Real-Time Detection of Indian Sign Language using YOLOv5

Mokshmalik
8 min readApr 21, 2023

--

What is Indian Sign Language (ISL)?

Indian Sign Language (ISL) is a visual language used by the deaf and hard-of-hearing communities in India. It is a unique language that involves the use of gestures and facial expressions to convey meaning. It has many variations which depend on the place and culture of India, but for simplicity and unambiguity, I have used one which is the most ubiquitous.

The ISL alphabet consists of 26 letters, just like the English alphabet.

Here’s an image of what these alphabets look like -

Alphabets in Indian Sign Language¹

What is YOLOv5?

YOLOv5 by Ultralytics²

YOLOv5 stands for You Only Look Once version 5, which is an algorithm created by the AI company Ultralytics (their GitHub³ repository) that uses deep learning (CNN based) to detect objects. In simple words, it’s like a robot that can look at things and tell you what they are and where they are, both, just like you do. For example, when you look at a picture that has different kinds of vehicles, for instance, a car and a bicycle, then you can differentiate between them by looking at the number of tires, the shape, the size, and other attributes that differ between them. Not just this, you can also tell where the car and bicycle are located in the image. Similarly, YOLOv5 can look at objects like animals, people, and even the ISL alphabet gestures and tell you what they are and where they are.

YOLOv5 is actually a pre-trained architecture, trained on the MS-COCO dataset which has 80 different classes of general, day-to-day things like phones, remotes, plants, etc.

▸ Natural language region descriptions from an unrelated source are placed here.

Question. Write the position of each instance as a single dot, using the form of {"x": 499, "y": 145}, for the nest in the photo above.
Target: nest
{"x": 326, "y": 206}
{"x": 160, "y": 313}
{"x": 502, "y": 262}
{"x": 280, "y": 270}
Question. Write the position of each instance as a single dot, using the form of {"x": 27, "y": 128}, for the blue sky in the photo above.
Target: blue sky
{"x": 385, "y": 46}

YOLOv5 comes in many variants which differ in their training parameters, thus their sizes.

For this project, I used the YOLOv5s version because it is the second smallest version, so easier to train, and also provides faster inference on real-time feed.

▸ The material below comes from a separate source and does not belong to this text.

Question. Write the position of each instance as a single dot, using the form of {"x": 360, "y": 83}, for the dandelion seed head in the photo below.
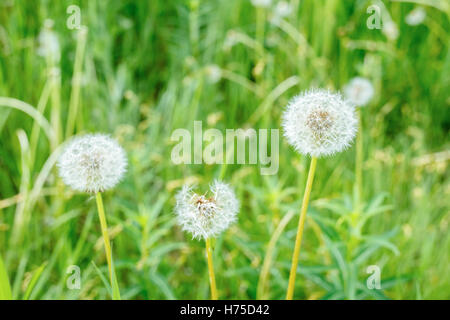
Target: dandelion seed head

A different version of YOLOv5⁴

Dataset Creation

To make YOLOv5 work, we need to teach it what the ISL alphabet gestures look like. We do this by creating our own dataset and also integrating it with the publicly available datasets. For creating our own dataset, ran this code in Python.

import cv2
import time

video = cv2.VideoCapture(0)

count = 0

while True:
ret,frame = video.read()
count = count+1
name = "./images/" + "A/" + "A0" + str(count) + ".jpg"
cv2.imwrite(name, frame)
cv2.imshow("Frame", frame)
k = cv2.waitKey(1)
time.sleep(2)
if count>33 or k == ord('q'):
break

video.release()
cv2.destroyAllWindows()

The code here uses the Open-CV library⁷ of Python for clicking 33 images of class “A” in .jpg format. We (I, Varnikavyas, and Ananyag) did this for all the alphabets in ISL creating a final dataset of approximately 100 images per class (100*26 images).

After this, the images were all set to be labeled (annotated) in which you create bounding boxes around the object and mention the class it belongs to. We used labelImg⁸ software for this purpose which is an open-source tool for labeling images in YOLO and other formats.

labelImg Demo⁸

Here’s a picture of Ananyag at work:

Ananya creating label for letter “B”.

But what does the label look like?

The label for an image is nothing but a text file that gives you 5 elements,

  • Element 1: Class of the image it belongs to
  • Element 2: X-axis coordinate (X) of the label (bounding box)
  • Element 3: Y-axis coordinate (Y) of the label
  • Element 4: Width (W) of the bounding box from the center of the label
  • Element 5: Height (H) of the bounding box from the center of the label

Note: Box coordinates must be in normalized XYWH format (from 0–1) as mentioned in YOLOv5 documentation⁴

The image after labeling would look something like this:

source⁹

And the corresponding text file should look like this:

source⁹

After this entire process, we combined our dataset with the dataset available at public resources, like Roboflow for introducing variations in our dataset and increasing its size for better training results.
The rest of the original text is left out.